When you buy decaf coffee or espresso, make sure to see if the product description says “water process” for the decaffeination process. The decaf coffee I recommend is one example.
- stainless steel stovetop espresso maker OR French press*
- saucepan or milk steamer**
- glass bowl, whisk, Irish coffee mug
*If you use a French press, you will not really be making proper espresso. Espresso is when hot water is forced through tightly packed, finely ground coffee at high pressure. But you can make a functional espresso from really strong coffee in a French press. Use three heaping tablespoons per one cup of boiling water. Brew for 1-3 minutes, then plunge, strain, and pour.
**I call this a cheater steamer, because it doesn’t use real steam. But most of us don’t have access to a steam wand on our fancy-schmancy home coffee maker. So you can use this frother with cold milk or heat up the milk in a saucepan and then froth. I recommend the latter method for flavor. Yum!
Iced Caramel Macchiato
1/4 cup (2 shots) espresso (buy coffee here, decaf here, coffee substitute here and here)
1/8 teaspoon vanilla extract (buy organic extracts here)
whole cane sugar, to taste (buy whole cane sugar here)
3/4 cup half-and-half or whole milk (find raw dairy near you here)
Sweetened Whipped Cream, below
Caramel Sauce, to taste
- Brew the espresso on the stovetop and pour into a glass. Sweeten to taste with the vanilla extract and whole cane sugar and set aside to cool.
- Steam the milk with a steam wand or handheld frother, or scald the milk by heating it in a saucepan over medium heat until just before boiling, as steam rises off the top. Pour the steamed milk into a tall glass. Add the sweetened espresso to “mark” the steamed milk. (Optional: Stir gently to combine; I like to refrain from stirring since it gets mixed when you pour it later.)

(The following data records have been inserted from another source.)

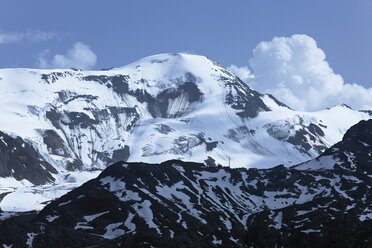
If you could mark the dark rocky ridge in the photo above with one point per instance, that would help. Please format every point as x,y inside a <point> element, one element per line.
<point>181,204</point>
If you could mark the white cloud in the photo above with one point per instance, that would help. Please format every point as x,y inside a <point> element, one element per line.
<point>79,56</point>
<point>242,72</point>
<point>12,37</point>
<point>294,69</point>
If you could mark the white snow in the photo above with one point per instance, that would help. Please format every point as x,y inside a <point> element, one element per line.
<point>25,98</point>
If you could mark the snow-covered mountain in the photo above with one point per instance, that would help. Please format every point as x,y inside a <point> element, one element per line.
<point>168,106</point>
<point>177,203</point>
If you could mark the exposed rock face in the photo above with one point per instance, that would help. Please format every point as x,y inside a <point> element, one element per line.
<point>168,106</point>
<point>188,204</point>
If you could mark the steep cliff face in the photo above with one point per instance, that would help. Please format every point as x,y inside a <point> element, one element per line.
<point>168,106</point>
<point>183,203</point>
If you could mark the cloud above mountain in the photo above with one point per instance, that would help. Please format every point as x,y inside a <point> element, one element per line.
<point>12,37</point>
<point>79,56</point>
<point>294,69</point>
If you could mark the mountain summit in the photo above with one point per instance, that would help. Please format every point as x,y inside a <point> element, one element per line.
<point>167,106</point>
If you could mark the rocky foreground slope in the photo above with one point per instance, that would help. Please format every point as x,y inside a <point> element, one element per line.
<point>325,202</point>
<point>69,123</point>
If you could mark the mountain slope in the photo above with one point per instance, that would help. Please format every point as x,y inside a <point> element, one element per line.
<point>168,106</point>
<point>174,203</point>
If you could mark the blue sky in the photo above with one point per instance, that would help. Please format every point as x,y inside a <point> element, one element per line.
<point>119,32</point>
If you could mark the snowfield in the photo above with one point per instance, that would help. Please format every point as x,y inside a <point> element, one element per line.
<point>167,106</point>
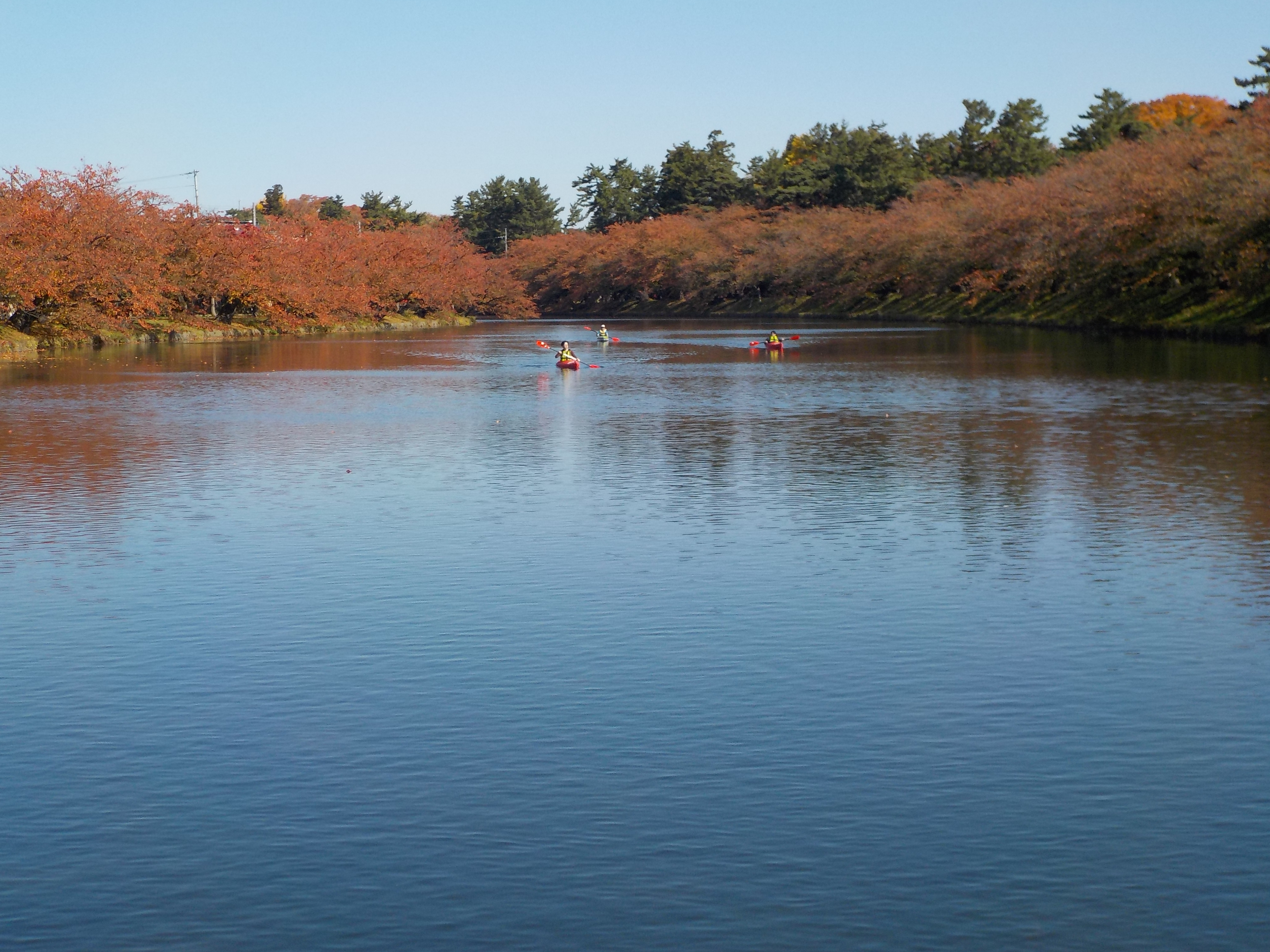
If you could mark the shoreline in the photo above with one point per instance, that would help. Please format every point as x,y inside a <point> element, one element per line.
<point>16,346</point>
<point>1241,322</point>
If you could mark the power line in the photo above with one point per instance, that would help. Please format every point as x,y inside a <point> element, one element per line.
<point>155,178</point>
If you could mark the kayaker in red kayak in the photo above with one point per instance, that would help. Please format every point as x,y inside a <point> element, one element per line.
<point>564,355</point>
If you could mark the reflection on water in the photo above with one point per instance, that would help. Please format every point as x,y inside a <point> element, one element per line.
<point>906,639</point>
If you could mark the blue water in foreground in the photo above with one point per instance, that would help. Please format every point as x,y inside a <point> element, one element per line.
<point>916,639</point>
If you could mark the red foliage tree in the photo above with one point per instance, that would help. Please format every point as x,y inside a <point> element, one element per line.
<point>79,253</point>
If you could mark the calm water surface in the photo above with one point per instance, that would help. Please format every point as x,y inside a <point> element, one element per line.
<point>916,639</point>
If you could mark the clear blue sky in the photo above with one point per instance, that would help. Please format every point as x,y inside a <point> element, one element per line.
<point>431,99</point>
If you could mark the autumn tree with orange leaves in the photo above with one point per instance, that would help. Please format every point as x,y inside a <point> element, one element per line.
<point>81,254</point>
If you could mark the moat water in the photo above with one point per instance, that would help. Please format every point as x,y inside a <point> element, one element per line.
<point>911,639</point>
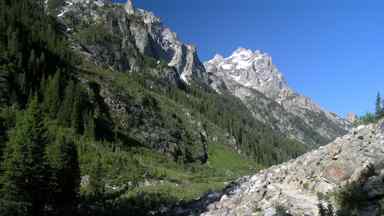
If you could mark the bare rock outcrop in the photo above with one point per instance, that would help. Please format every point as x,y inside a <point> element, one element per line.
<point>252,77</point>
<point>295,185</point>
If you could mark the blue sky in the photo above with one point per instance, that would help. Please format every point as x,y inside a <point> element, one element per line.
<point>329,50</point>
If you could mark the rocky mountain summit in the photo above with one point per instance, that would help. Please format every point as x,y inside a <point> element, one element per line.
<point>252,77</point>
<point>295,185</point>
<point>124,33</point>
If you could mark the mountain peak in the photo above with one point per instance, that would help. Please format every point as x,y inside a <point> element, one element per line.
<point>129,7</point>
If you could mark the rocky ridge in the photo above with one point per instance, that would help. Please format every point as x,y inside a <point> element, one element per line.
<point>252,77</point>
<point>295,185</point>
<point>132,32</point>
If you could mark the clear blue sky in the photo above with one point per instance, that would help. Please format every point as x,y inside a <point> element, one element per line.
<point>329,50</point>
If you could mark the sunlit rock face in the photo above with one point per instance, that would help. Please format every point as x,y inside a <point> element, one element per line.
<point>252,76</point>
<point>295,185</point>
<point>133,28</point>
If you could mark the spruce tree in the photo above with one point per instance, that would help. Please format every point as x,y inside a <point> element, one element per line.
<point>25,168</point>
<point>65,177</point>
<point>52,95</point>
<point>379,106</point>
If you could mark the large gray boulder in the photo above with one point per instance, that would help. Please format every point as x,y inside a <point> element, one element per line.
<point>295,185</point>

- Make the sweetened whipped cream: beat the plain cream in a glass bowl with a whisk until soft peaks form. Add whole cane sugar to taste and whisk together.
- In the bottom of an Irish coffee mug, squeeze or spoon in a tablespoon or so of caramel sauce. Fill the with mug nearly to the top with ice. Pour the espresso & milk mixture over the ice, filling the mug up completely but leaving a little room for the whipped cream.
- Spoon the whipped cream over the top, carefully. Drizzle a little more caramel sauce over the cream. The squeezy bottle makes this very easy to do! Serve immediately with a straw, and drink slowly to take in all the flavors. Yum!